Search for Tomorrow
Search for Tomorrow
| 03 September 1951 (USA)
SEASON & EPISODES
  • 35
  • 26
  • 1
  • Reviews
    Palaest

    recommended

    ... View More
    2freensel

    I saw this movie before reading any reviews, and I thought it was very funny. I was very surprised to see the overwhelmingly negative reviews this film received from critics.

    ... View More
    Grimossfer

    Clever and entertaining enough to recommend even to members of the 1%

    ... View More
    Joanna Mccarty

    Amazing worth wacthing. So good. Biased but well made with many good points.

    ... View More
    mcannady1

    I really never saw many soaps. My mom was working when I was growing up in the 50s and 60s, so I pretty much watched TV series when we were home. In the late 60s when I was 15 or so, I came to enjoy the show when I was out sick from school, and started to listen for the beautiful lead-in music. It was very touching and uplifting, I remember. The next time I saw the show the music was the same.I wonder if anyone remembers what the music sounded like in the late 60s - it was touching and almost other-worldly which fits the title well.When I was out of school I started to watch it whenever I was home from a part-time job. I am hoping to find out about the music now. It may have changed over the years, but I would love to find a VHS or DVD depicting how it was. Thanks!

    ... View More
    MRCarter

    Another commentator seems to suggest(I could be reading it wrong) that ATWT and EON were once on for 15 minutes. While SFT and GL did air for 15 minutes a day, EON & ATWT started out as half hour soaps. I grew up watching the entire CBS daytime lineup with my grandmother during the summer. The only soaps I could watch during school were EON and Dark Shadows because they aired in the late afternoon. I have so many memories of those years. Jo Anne blind. Malcolm Thomas stabbed on EON. Jonah revealed as Keith Whitney on EON. Kip cheating on Amy on Secret Storm. I don't know if the stories were better because I was young and everything was new to me. But they certainly seemed better.

    ... View More
    Syl

    Back in the 1980s, soaps ruled daytime.
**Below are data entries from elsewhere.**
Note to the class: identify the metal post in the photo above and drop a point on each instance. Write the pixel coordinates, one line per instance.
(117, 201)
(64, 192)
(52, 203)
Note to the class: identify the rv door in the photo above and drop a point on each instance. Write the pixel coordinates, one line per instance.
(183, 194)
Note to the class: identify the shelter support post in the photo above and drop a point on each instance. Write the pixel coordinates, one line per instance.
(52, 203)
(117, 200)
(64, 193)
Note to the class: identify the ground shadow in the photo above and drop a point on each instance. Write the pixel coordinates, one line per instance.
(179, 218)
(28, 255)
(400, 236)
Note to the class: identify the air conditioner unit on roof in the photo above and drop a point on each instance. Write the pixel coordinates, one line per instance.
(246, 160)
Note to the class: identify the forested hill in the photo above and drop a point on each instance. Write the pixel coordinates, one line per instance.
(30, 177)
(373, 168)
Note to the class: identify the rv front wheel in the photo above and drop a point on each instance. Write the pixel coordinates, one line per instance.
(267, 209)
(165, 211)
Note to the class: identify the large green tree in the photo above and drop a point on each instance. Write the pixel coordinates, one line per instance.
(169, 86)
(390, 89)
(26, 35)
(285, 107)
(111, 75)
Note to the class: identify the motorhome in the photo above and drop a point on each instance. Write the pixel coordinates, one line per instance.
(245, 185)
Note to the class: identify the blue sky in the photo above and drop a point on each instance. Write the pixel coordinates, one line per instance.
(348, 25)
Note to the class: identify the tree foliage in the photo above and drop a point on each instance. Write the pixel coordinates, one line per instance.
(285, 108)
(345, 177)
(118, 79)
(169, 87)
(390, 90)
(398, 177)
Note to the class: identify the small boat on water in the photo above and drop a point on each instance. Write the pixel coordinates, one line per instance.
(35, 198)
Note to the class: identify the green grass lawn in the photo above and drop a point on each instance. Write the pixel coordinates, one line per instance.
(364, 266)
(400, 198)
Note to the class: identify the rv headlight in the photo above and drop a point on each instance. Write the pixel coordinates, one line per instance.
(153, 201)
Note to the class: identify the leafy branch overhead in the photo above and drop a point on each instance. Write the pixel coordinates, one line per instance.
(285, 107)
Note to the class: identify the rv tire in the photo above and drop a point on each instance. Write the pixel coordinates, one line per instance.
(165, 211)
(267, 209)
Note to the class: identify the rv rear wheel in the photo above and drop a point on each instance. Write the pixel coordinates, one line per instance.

It's not replaced with talk and service shows now. There are only 9 shows. Only four are produced in New York City and the 5 are produced in Los Angeles. There was a time when it was 14 and New York City ruled daytime television. Those days are long gone because of production costs and the fact that audiences don't seem to be interested in daytime television as much as prime time. In England, soaps are very popular and acceptable. They have become part of their culture. It's sad that the same country that produced the early daytime serials like Search for Tomorrow which showed Agnes Nixon's creative genius and actors like Mary Stuart and Larry Haines play Jo and Stu for 35 years to lose daytime television. Daytime soaps like Search for Tomorrow are no longer being produced in New York City. I don't believe New York City will ever reclaim or want to reclaim it's title of the daytime television industry. It's a shame. There are plenty of actors who want to stay in New York City and work in stage, film, and television without having to relocate to Los Angeles. Maybe the answer is north in Toronto where actors and actresses can work on stage, film, and television. I remember Mary Stuart and Jane Krakowski from Ally McBeal fame in this show. This was a pleasant half-hour on television. We don't have them anymore.

    ... View More
    Totallyrad80

    I remember when I first watched soaps in 1981 I remember I wanted to see what the oldest soap (at the time "Search for Tomorrow" was the oldest soap on the air)was like. I liked what I saw and I got hooked on the show but I never understood a show like that was only stayed a half hour where most soaps aired for an hour. I watched it when it was in its last few months on CBS and it had a good thing going on location to Hong Kong with Travis (Rod Arrants, who had a quality of Luke Spencer) and his wife Liza (Sherry Mathis, later Louan Gideon) and they were the super couple of the show. I was glad that NBC picked up the show after CBS cancelled it and gave it a few more years to live. I did like the teenagers scene, Wendy (Lisa Peluso) and Suzi (Cynthia Gibb, then Elizabeth Swackhamer and Terri Eoff)and I thought the show was good. Of course the best was Stephanie (Marie Cheatham). She was the best character they had in Henderson, USA. The only problem this show had was that they had a constant turnover of executive producers and writers that the show got lost with viewers. I did remain true to the show till it got cancelled. But I liked it and was glad to be a fan to a soap that lasted for 35 years. It still lives on and the search isn't over.